Cette mixité à l'intérieur des villes est indispensable à la survie des villes et à l'épanouissement de l'imaginaire collectif du peuple actif et travaillant sur les lieux ou il habite, c'est une façon, aussi, de construire le plein emploi et la pleine activité. S'il y a relégation c'est qu'il y a des politiques racistes( au sens d'un racisme social)! de relégation à la périphérie des villes pour empêcher le travail au centre des villes et dans l'enceinte des villes. La ville est une entité vivante que si elle abrite des instruments et des peuples pour s'en servir. Les quartiers d'affaire ou l'on trouve les succursales des grands groupes financiers comme à la défense et ou se déverse chaque jour des milliers d'employés est exactement l'inverse de ce dont la ville a besoin comme activité pour survivre ...Un exemple intéressant par contre est le marché aux puces (les marchés puisqu'il y en a maintenant plusieurs) de Berlin ou se rencontrent et s'échangent des valeurs culturelles produites sur place, dans les habitats alentours.

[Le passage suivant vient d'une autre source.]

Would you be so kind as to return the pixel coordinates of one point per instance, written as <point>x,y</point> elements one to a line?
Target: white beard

C'est l'échange de produits à haute valeur ajouté, culturelle et scientifique, qui doit devenir la règle pour la sauvegarde du patrimoine des villes, c'est ce tissus que doit induire une politique de la ville construite autour de cette multitude de projets et l'architecture doit être au service de cette volonté de reconstruire le tissus urbain qui se détricote rapidement sous nos yeux, au même rythme que le tissus social ...C'est aussi une façon de juguler la crise que d'investir dans des espaces qui proposent un futur vivable. Il n'y a pas d'alternative c'est l'architecture investie par les peuples ou chaos urbain, pour cela il faut favoriser l'associatif et l'initiative individuelle à haute valeur ajoutée. Faire exactement l'inverse des politiques de la ville menées actuellement et que madame Hidalgo adjointe au Maire veut continuer sur Paris. Permettre aux habitants de donner leur avis sur les plans d'urbanisme, les aider à construire le leur, en propre "la ville est à nous reprenons là".
Maintenant si dans notre société on avait eu d'autres projets que celui de parquer les pauvres et les émigrés dans des zones de relégation, dans des zoos humains, peut être qu'on aurait une société plus équilibrée et qu'on aurait des talents mieux employés et plus épanouies.